ミーガンはテッドがジョンや社会に悪い影響を与えていると考えたみたいですが、
たしかに大麻常習者のテディベアなんてR指定な存在ですもんね。
NYに来る前もコメディアンの即興コントを邪魔しに行ったりしてたし、
この大切な時期にまでふざけるような奴ですもんね。
ミーガンに弁護を断られたテッドは、イチャつくジョンとサムにイライラし始め、
ジョンとケンカして2人のもとから去ってしまいます。

NYをフラフラ彷徨うテッドは、開催中のコミコン会場に入り込んでしまいます。
コミコンといえばアメコミやゲームなどサブカルのコンベンションで、
アメコミ映画ファンのボクもいつか観に行きたい憧れのイベントです。
アメコミヒーローやスターウォーズのコスプレをした参加者が沢山いて、
(サイヤ人やゴジラなど日本の作品のコスプレイヤーも多かったです。

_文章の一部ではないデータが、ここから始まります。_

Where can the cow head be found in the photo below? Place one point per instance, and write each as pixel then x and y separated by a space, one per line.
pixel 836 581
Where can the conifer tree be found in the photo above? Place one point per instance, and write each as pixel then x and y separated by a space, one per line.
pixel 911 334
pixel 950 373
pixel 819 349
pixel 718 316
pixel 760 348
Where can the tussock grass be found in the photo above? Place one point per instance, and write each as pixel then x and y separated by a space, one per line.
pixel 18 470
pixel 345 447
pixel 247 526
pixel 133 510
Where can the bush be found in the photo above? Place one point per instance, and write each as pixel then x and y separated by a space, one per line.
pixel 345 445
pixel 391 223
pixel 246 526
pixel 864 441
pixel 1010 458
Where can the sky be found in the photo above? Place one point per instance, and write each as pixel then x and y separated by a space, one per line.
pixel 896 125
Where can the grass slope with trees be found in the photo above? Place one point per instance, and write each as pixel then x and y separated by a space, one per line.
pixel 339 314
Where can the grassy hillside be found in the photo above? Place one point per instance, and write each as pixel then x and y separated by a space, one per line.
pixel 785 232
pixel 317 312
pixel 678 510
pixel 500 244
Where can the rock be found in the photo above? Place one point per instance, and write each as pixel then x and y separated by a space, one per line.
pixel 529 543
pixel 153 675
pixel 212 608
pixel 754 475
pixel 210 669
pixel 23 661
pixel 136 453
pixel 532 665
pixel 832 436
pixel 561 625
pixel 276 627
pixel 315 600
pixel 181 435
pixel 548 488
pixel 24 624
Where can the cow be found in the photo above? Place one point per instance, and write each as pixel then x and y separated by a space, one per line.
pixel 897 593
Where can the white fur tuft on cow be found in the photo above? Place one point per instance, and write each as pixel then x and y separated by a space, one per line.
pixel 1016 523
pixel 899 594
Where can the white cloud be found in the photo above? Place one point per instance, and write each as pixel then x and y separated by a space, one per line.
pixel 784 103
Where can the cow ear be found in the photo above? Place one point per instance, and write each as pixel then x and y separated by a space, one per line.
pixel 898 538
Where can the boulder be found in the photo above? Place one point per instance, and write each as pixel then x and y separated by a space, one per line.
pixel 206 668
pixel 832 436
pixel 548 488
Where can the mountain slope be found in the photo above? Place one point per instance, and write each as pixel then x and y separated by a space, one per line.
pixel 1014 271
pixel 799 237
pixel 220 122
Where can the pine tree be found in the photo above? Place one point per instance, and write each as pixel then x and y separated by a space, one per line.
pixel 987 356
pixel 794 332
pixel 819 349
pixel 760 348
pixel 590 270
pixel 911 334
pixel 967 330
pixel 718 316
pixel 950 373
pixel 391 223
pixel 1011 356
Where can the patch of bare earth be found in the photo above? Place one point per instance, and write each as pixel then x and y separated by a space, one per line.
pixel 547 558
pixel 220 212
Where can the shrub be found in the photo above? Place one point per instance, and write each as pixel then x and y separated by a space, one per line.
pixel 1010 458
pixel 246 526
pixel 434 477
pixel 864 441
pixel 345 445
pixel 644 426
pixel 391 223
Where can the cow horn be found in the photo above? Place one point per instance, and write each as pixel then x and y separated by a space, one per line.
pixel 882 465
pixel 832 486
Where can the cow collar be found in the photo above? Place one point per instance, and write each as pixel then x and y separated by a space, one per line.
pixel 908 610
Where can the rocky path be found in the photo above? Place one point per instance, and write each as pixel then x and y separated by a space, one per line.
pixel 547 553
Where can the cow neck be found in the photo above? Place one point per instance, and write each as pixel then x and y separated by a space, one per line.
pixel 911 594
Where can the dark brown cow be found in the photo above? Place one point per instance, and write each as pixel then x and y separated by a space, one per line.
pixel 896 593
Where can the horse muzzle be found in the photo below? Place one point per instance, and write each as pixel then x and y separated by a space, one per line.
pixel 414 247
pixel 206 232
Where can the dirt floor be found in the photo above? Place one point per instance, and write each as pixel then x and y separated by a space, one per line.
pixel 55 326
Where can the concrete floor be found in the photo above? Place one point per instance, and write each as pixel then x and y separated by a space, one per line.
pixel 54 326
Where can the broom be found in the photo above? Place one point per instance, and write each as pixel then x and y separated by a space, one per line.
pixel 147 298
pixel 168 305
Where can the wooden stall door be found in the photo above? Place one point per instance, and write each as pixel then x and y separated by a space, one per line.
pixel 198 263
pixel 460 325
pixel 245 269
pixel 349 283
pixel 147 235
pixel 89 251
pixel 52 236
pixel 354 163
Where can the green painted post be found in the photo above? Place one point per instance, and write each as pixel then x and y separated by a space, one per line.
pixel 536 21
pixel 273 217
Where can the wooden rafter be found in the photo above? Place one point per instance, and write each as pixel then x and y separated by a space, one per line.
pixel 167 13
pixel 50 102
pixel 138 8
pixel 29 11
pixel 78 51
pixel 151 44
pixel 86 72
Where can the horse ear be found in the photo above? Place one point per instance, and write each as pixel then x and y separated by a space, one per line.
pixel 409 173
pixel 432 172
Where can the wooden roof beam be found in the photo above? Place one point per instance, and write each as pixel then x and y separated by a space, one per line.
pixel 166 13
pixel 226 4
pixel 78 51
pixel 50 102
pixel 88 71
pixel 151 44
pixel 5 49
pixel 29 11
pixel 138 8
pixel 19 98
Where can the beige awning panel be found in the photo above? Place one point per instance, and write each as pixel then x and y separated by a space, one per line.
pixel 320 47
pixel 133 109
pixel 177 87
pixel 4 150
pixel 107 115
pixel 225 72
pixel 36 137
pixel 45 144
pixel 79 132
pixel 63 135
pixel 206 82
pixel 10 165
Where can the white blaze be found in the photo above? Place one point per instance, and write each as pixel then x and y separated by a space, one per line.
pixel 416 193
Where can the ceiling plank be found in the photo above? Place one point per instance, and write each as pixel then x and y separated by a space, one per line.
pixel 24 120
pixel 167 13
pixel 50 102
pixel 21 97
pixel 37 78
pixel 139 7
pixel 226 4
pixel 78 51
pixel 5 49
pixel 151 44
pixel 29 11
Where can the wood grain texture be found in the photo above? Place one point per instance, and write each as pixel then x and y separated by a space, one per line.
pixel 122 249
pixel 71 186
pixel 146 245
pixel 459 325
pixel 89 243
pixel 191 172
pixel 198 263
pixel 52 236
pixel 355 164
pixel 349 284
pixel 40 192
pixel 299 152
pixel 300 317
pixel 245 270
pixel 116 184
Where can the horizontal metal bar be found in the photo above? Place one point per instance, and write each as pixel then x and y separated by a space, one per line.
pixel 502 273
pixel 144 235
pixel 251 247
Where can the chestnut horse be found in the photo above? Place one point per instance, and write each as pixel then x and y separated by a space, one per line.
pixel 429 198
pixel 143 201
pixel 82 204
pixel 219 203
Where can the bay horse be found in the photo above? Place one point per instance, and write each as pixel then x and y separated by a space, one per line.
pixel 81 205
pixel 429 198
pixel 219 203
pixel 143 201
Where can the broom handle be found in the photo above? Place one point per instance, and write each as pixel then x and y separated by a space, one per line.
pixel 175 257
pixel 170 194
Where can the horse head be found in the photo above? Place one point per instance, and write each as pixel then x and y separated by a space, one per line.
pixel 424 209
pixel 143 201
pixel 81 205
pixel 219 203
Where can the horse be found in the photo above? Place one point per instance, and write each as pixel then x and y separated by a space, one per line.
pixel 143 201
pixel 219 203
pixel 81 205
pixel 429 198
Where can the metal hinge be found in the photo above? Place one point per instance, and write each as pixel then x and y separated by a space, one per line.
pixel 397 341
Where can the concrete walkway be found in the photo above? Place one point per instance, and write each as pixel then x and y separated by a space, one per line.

)
画面を見ているだけで楽しくなりますが、思ったより規模が小さい気が…。
…と思ったら、一般的にコミコンと呼ばれるのは、
このNYコミコンじゃなくて、サンディエゴで開かれるコミコンらしいですね。
その会場で『TMNT』のラファエロのコスプレ(もはや着ぐるみ)をした
ハズブロ社の清掃員ドニーがテッドを拉致するのです。
テッドがモノと認定されたので盗みに来たわけですが、
テッドがコミコンに来たのは偶然なのに、なぜそこで待ち伏せれたのか…。
テッドはドニーに副社長の待つバックヤードにテッドを連れ込まれ、
さっそく解体されそうになりますが、彼を探しに来たジョンに救出されます。

しかしテッドとジョンが会場を去ろうとした時、ドニーがテッドを狙って
『スタートレック』のエンタープライズ号の巨大模型を落下させ、
テッドを庇ったジョンが模型の下敷きになり意識不明の重体に…。
そして病院に運ばれたジョンはそのまま息を引き取ってしまうのです。
最期の別れを言うために病室に入ったテッドは涙を流しますが、
実はジョンがドッキリを仕掛けるために死んだふりをしていただけでした。
性質の悪いドッキリですが、前作のラストの仕返しをしたわけですね。
コミコンでジョンがテッドを救った様子はテレビのニュースでも流され、
それを見た弁護士ミーガンは、テッドのために犠牲になったジョンに感銘を受け、
弁護を引き受けると申し出てくれます。
ミーガンは裁判で、テッドが複合感情を持ち人に共感でき、
それこそが人間の定義であると主張し、陪審員の心を動かして勝訴します。
でもちょっと違和感があるのは、ミーガンはジョンの行動に感動しただけで、
テッドに対する悪い認識が変わって弁護を引き受けたことです。
病室で泣くテッドの姿を見ていたならまだわかりますが…。

勝訴したテッドは再びタミ・リンにプロポーズし、正式に婚姻。
養子も取って、めでたしめでたしです。
薬物常習者の母とテディベアの父を持つことになる養子が
本当にめでたいのかは大いに疑問ですけどね…。
でもまぁコメディなので、多少のツッコミどころも面白味のうちだし、
作品としてはなかなか楽しめたので満足です。